Well-being有識者インタビューVol.12

人々が心身ともに健康で、幸せを実感できるウェルビーイングな人生を送るためには、適度な運動や休養、食生活などと共に、病気の発症予防も大事な要素の一つになる。生命科学者の高橋祥子氏は、自分の遺伝子を調べて体質やリスクを予め知っておくことは病気の予防につながると考え、2013年に遺伝子解析サービスを提供する「ジーンクエスト」を立ち上げたと言う。未来につながる新分野に挑戦し続ける高橋氏に、生命科学の視点からウェルビーイングな生き方や社会のあり方について話を聞いた。

写真:高橋祥子氏

ジーンクエスト 代表取締役 高橋祥子 氏

2015年東京大学大学院農学生命科学研究科博士課程修了(PhD)。博士課程在籍中の13年に、遺伝子解析の研究を推進し、正しい活用を広めることを目指すジーンクエストを創業。18年よりユーグレナ執行役員バイオインフォマティクス事業担当。同年、世界経済フォーラム「ヤング・グローバル・リーダーズ」に選出。

行動規定する遺伝子に ときに抗う“意志”大切に

私たちは形だけでなく生活のあらゆることが遺伝子に規定されて行動し、不安や喜びといった感情も遺伝子に規定されています。「我々は遺伝子を運ぶ乗り物にすぎない」と生物学者のリチャード・ドーキンスは述べていますが、私はそこに余白があると思っています。例えば、どれだけカロリーを摂取すべきかは遺伝子によって決まっていますが、カロリーを少し制限したほうが健康で長生きできることは知られています。生物としては食欲のままに食べた方が有利なようですが実際はそうではない。これは有事に備えて身体に必要な量よりも多めに摂取できるように遺伝子が作られているのが理由です。人間はそれを認識でき遺伝子に抗うことができます。健康のために腹八分目に抑えることができるわけです。これは資本主義社会でも同じことが言えます。個人の欲求に従って消費すれば需給のバランスはとれますが、欲望のままに行動すると格差を生み環境が破壊されるため、持続可能ではありません。少し欲求を抑え、人や地球のためになることができるのが人間です。私たちはすべてを遺伝子に支配されているわけではありません。遺伝子の仕組みを理解した上で、自分たちは未来にどう生きたいのか、主観的な意志を持って行動することが大事ですし、それが人間の希望だと思っています。

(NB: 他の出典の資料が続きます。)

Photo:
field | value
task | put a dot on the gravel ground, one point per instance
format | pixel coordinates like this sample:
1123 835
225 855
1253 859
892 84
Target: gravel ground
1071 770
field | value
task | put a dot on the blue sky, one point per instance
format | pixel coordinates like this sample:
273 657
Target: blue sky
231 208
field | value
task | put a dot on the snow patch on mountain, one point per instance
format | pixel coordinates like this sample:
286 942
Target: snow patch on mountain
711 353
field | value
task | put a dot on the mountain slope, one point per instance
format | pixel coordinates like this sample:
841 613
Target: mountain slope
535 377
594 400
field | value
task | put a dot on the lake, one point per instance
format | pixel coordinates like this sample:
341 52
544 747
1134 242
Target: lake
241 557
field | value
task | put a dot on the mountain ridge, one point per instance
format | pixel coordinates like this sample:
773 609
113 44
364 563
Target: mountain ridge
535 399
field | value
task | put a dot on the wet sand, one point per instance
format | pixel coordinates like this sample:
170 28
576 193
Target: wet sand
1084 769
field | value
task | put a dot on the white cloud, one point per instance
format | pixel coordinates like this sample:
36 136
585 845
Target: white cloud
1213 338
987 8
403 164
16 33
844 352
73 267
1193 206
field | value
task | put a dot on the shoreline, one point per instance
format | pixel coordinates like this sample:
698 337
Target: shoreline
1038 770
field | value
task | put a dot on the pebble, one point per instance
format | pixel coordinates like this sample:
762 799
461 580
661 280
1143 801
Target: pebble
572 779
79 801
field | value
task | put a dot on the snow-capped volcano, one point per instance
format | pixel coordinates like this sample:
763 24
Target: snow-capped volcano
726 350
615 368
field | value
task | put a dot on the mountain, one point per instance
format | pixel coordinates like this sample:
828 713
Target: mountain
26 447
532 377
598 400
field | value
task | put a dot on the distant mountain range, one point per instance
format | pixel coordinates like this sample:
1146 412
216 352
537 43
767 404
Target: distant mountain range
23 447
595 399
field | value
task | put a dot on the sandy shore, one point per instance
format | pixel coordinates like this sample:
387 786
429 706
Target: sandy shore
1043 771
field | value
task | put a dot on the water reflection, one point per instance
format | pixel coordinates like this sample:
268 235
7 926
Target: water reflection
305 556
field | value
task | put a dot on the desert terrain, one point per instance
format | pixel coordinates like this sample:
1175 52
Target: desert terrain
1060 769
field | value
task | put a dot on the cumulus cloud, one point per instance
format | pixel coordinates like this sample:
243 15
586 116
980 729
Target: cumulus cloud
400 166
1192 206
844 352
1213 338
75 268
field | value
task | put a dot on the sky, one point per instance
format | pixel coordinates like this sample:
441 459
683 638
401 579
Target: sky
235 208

今、世界では、コロナ感染や環境問題など、課題が山積していますが、「課題」があるのはそうでない方の未来を人が願っているからです。その主観的な意志をいかして、想像した良い未来につなげながら今できることに打ち込めば、つねに良い方向へ向かう健全な社会だと思います。最近は多様性に関する議論も多くなりましたが、生物的な観点では多様性がない生き物は間違いなく絶滅します。生物の世界では、基本的に変わり続ける環境の中に身を置くことが前提になっているため、多様性は変化の激しい環境に立ち向かう武器になります。また多様な生物が存在することで各々が影響を与え合い、生存の可能性を上げるとも言われています。

遺伝子を知ることはウェルビーイングな社会づくりに生きてくるでしょう。例えば、感情は生命科学的にすべて説明ができますから、感情に任せて怒ったり批判せずに仕組みを理解すれば、もっと良い社会にできるでしょう。ウェルビーイングを測る指標に関しても生命科学は貢献できます。今は主観的なアンケート情報などで測る方法しかありませんが、生命科学を使い精緻かつ客観的に測る取り組みも少しずつ始まっています。例えばアンケートで「幸せ」と答えた人の血中のホルモンの状態や、瞑想時の身体のホルモンの状態など、分子レベルでアプローチができれば面白いでしょう。今は、幸せかどうかを他人と比較して考える人が多いですが、指標としてデータが出てくると自分の中での比較にフォーカスできるようになります。今後ウェルビーイングの概念はより重要になると思います。全ての人類がウェルビーイングな状態であれば、戦争も飢餓も貧困も解決できるはずです。遺伝子的な感情に振り回されず、自分の行動が何によって作られているのか、主観的な自分の意志を認識し、遺伝子に抗ってほしいと思っています。